Maximum Likelihood Normals

Why

We want to select a normal density which summarizes well a dataset.

Formulation

Let $D = (x^1, \dots , x^n)$ be a dataset in $\R $. We want to select a density from among normal densities, which require specifying a mean and covariance.

Following the principle of maximum likelihood, we want to solve

\[ \maximizationn{\mu ,\sigma \in \R }{ \prod_{k = 1}^{n} \normaldensity{x^k}{\mu }{\sigma } }{ \sigma > 0 \\ } \]

We call a solution to the above problem a maximum likelihood normal density with respect to the dataset.

Solution

Let $(x^1, \dots , x^n)$ be a dataset in $\R $. Let $f$ be a normal density with mean

\[ \frac{1}{n} \sum_{k = 1}^{n} x^k \]

and covariance

\[ \frac{1}{n} \sum_{k = 1}^{n} \left(x^k - \frac{1}{n} \sum_{k = 1}^{n} x^k\right)^2. \]

Then $f$ is a maximum likelihood normal density.

Every normal density has two parameters: the mean and the covariance. If the likelihood of one normal is less than or equal to the likelihood of another, then so also with their log likelihoods. Let $f$ be a normal density with parameter $\mu $ and $\sigma ^2$. We express the log likelihood of $f$ by

\[ \sum_{k = 1}^{n} \left( \frac{1}{2\sigma ^2}(x^k - \mu )^2 - \frac{1}{2}\log2\pi \sigma ^2\right) \]
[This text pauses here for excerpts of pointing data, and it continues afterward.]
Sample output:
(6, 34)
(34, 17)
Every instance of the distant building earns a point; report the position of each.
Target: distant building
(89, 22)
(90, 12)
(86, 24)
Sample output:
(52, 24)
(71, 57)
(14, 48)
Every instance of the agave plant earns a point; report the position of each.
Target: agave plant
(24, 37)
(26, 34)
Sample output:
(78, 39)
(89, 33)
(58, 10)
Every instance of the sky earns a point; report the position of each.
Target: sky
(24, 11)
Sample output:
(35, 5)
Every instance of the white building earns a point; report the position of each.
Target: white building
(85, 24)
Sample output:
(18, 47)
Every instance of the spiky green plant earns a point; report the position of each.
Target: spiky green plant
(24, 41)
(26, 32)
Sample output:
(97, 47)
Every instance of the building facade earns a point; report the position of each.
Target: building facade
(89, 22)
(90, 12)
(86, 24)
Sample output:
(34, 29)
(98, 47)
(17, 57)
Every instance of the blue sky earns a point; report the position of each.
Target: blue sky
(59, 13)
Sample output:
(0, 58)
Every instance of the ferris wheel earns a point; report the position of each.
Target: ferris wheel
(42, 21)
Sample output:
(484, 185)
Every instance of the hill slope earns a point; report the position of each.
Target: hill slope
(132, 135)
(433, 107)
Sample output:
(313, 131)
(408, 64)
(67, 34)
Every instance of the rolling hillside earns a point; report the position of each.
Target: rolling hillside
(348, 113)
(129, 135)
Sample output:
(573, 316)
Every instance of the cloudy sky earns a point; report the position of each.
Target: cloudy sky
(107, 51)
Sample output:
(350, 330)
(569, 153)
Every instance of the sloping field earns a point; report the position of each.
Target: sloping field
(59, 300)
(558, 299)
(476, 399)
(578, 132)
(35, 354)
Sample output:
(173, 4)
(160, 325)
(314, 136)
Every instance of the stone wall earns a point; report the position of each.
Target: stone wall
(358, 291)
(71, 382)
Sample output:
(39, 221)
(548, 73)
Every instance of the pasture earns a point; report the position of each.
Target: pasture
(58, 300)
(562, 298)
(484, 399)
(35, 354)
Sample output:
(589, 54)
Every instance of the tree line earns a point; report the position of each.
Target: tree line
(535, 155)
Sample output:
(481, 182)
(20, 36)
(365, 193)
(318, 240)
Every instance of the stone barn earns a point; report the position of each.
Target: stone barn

The partial derivative of the log likelihood with respect to the mean $(\partial_{\mu } \ell ): \R ^2 \to \R $ is

\[ (\partial_\mu \ell )(\mu , \sigma ^2) = - \sum_{k = 1}^{n} \frac{1}{\sigma ^2}(x - \mu ) \]

and with respect to the covariance $(\partial_{\sigma ^2} \ell ): \R ^2 \to \R $ is

\[ (\partial_{\sigma ^2} \ell )(\mu , \sigma ^2) = \left(\frac{-1}{2(\sigma ^2)^{2}}\sum_{k = 1}^{n}(x^k - \mu )^2\right)- \frac{1}{2\sigma ^2} \]

We are interested in finding $\mu _0 \in \R $ and $\sigma ^2_0 > 0$, at which $\partial_\mu \ell (\mu _0, \sigma ^2_0) = 0$ and $\partial_{\sigma ^2} \ell (\mu _0, \sigma ^2_0) = 0$. So we have two equations. First, notice that $\partial_\mu \ell $ is zero if an only if its first argument (the mean) is $\frac{1}{n} \sum_{k = 1}^{n} x^k$. Second, notice that for all $\mu , \sigma ^2$, $\partial_{\sigma ^2}\ell $ is zero if and only if

\[ \sigma ^2 = \sum_{k = 1}^{n} (x^k - \mu )^2. \]

So the pair

\[ \left(\frac{1}{n}\sum_{k = 1}^{k} x^k, \frac{1}{n} \sum_{k = 1}^{n} (x_k - \frac{1}{n} \sum_{k = 1}^{n} x^k)^2\right) \]

is a stationary point of $\ell $.